Entscheidungsgründe:

Die Berufung der Klägerin ist form- und fristgerecht eingelegt (§§ 143, 151 SGG) und auch im Übrigen zulässig.

Das Rechtsmittel der Klägerin erweist sich als nicht begründet. Die Beklagte durfte den ursprünglichen Bescheid vom 08.07.1991 bezüglich der Anerkennung der Kindererziehungszeit für das Kind Angelika vom 13.10.1955 bis 31.01.1956 gem § 45 SGB X aufheben. Die Klägerin hatte bei ihrem Erstantrag im April 1991 die mit der Flucht aus der damaligen DDR verbundene räumliche Trennung von ihrer Tochter Angelika verschwiegen, so dass die objektiv fehlerhafte Entscheidung im Bescheid vom 08.07.1991 allein auf den unzutreffenden Angaben der Klägerin beruhte. In der Folgezeit hat die Klägerin mitgeteilt, dass sie ihre Tochter nach ihrer Flucht am 23.10.1955 bis einschl. 31.07.1956 nicht habe besuchen können (Schreiben vom 27.01.1997 an die Beklagte). Das Erstgericht hat den streitigen Anspruch auf Vormerkung einer Kindererziehungszeit vom 13.10.1955 bis 31.01.1956 mit zutreffenden Erwägungen verneint. Aus denselben Gründen erweist sich das Rechtsmittel der Klägerin als unbegründet, weshalb der Senat von einer weiteren Darstellung der Entscheidungsgründe absieht und statt dessen auf die schriftlichen Ausführungen des angefochtenen Urteils verweist (§ 153 Abs 2 SGG).

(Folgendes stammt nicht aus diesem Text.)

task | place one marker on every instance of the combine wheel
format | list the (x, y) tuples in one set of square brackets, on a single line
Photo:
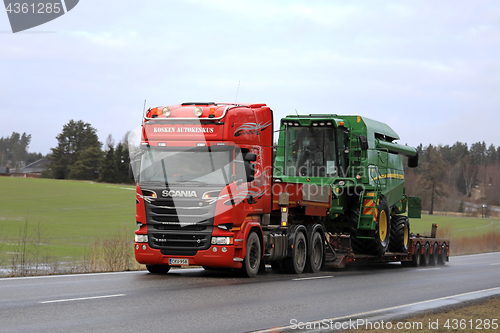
[(158, 269), (443, 257), (251, 263), (435, 254), (417, 256), (427, 255), (400, 234), (315, 256), (379, 245), (297, 263)]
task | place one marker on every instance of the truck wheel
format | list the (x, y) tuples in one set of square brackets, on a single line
[(251, 263), (417, 256), (435, 254), (443, 257), (427, 255), (378, 246), (297, 263), (158, 269), (315, 257), (400, 234)]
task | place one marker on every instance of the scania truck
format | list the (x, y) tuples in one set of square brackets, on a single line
[(213, 190)]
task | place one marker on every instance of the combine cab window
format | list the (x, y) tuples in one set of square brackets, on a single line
[(310, 152)]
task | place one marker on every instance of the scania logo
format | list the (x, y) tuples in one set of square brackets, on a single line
[(185, 194)]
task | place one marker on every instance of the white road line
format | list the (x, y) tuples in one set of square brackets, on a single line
[(82, 299), (315, 277), (68, 275), (318, 322)]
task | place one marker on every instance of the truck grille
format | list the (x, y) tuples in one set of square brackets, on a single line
[(180, 226)]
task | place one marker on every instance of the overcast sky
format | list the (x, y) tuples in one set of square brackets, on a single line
[(430, 69)]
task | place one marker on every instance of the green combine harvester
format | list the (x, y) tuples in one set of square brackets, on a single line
[(359, 160)]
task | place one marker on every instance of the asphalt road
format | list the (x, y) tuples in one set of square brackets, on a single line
[(194, 300)]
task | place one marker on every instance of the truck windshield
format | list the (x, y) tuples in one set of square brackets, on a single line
[(310, 152), (199, 165)]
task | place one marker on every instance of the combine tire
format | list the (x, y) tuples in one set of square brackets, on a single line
[(251, 263), (380, 243), (443, 257), (297, 262), (400, 234), (417, 256), (427, 255), (315, 256), (158, 269), (435, 254)]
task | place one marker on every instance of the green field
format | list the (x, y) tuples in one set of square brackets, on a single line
[(454, 227), (72, 214)]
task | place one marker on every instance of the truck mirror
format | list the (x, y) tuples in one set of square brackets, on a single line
[(133, 168), (363, 142), (250, 157)]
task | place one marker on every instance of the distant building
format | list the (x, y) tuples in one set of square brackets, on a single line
[(4, 171), (33, 170)]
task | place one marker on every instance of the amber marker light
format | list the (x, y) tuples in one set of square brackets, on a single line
[(198, 111)]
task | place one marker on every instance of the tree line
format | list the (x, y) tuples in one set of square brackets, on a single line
[(14, 151), (450, 178), (80, 155)]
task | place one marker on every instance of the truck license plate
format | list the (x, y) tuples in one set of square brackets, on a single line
[(178, 261)]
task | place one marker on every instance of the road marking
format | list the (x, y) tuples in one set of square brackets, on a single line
[(68, 275), (359, 315), (315, 277), (82, 299)]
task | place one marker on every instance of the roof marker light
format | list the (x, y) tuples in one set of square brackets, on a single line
[(198, 111)]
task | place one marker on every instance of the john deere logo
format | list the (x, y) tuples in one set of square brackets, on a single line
[(26, 14)]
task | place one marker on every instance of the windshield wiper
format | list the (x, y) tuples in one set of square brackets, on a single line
[(191, 181)]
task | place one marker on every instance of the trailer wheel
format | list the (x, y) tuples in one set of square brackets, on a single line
[(400, 234), (158, 269), (427, 255), (251, 263), (435, 254), (297, 262), (443, 257), (315, 257), (417, 255)]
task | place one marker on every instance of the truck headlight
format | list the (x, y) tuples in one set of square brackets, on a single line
[(222, 240), (141, 238)]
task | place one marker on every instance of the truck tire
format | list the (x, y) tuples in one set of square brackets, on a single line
[(158, 269), (417, 255), (251, 263), (297, 262), (435, 254), (427, 255), (315, 256), (379, 245), (400, 234)]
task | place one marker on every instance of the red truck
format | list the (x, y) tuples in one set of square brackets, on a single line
[(209, 194)]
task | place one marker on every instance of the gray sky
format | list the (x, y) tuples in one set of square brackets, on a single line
[(430, 69)]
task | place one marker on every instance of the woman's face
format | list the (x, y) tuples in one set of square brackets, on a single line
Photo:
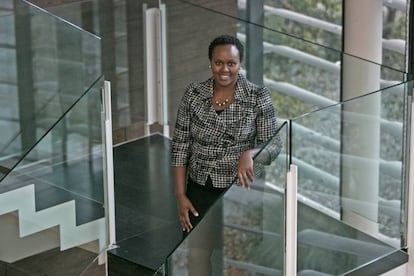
[(225, 65)]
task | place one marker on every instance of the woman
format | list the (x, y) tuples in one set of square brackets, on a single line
[(221, 123)]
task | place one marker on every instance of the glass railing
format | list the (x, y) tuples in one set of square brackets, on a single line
[(48, 64), (52, 204), (350, 159), (248, 226), (58, 191)]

Demgegenüber wirkt das erstmalige Vorbringen der Klägerin im Berufungsverfahren, sie habe sich in der Zeit zwischen 13.10.1955 bis 29.10.1956 mindestens 95 mal (also durchschnittlich etwa zwei Mal in der Woche) in Ostberlin am Grenzübergang "Checkpoint-Charly" heimlich mit ihrer Mutter und ihrer Tochter getroffen, völlig unglaubwürdig. Abgesehen davon, dass sich die Klägerin damit eklatant in Widerspruch zu ihren früheren Einlassungen setzt, hat die Beklagte in diesem Zusammenhang mit Recht darauf hingewiesen, dass der Grenzübergang Checkpoint-Charly erst 1961 (nach dem Mauerbau am 13. August) eingerichtet wurde. Auch ist es völlig unwahrscheinlich und widerspricht jeglicher Lebenserfahrung, dass die Mutter der Klägerin - noch dazu in den Herbst/Winter-Monaten Oktober 1955 bis Januar 1956 - mit dem noch nicht einmal 12 Monate alten Enkelkind etwa zwei Mal in der Woche die weite (320 bis 350 km) und - angesichts der seinerzeit unzulänglichen Verkehrs- bzw Straßenverhältnisse - zeitraubende und beschwerliche Reise von Saalfeld/Thüringen nach Berlin unternommen hat, um sich unter erheblicher Gefährdung der beteiligten Personen für kurze Zeit in einem auch schon 1955/56 von der Volkspolizei der DDR intensiv überwachten Gebiet aufzuhalten.

Die Berufung der Klägerin war deshalb zurückzuweisen.

Außergerichtliche Kosten nicht zu erstatten (§ 193 SGG).

Gründe für die Zulassung der Revision liegen nicht vor.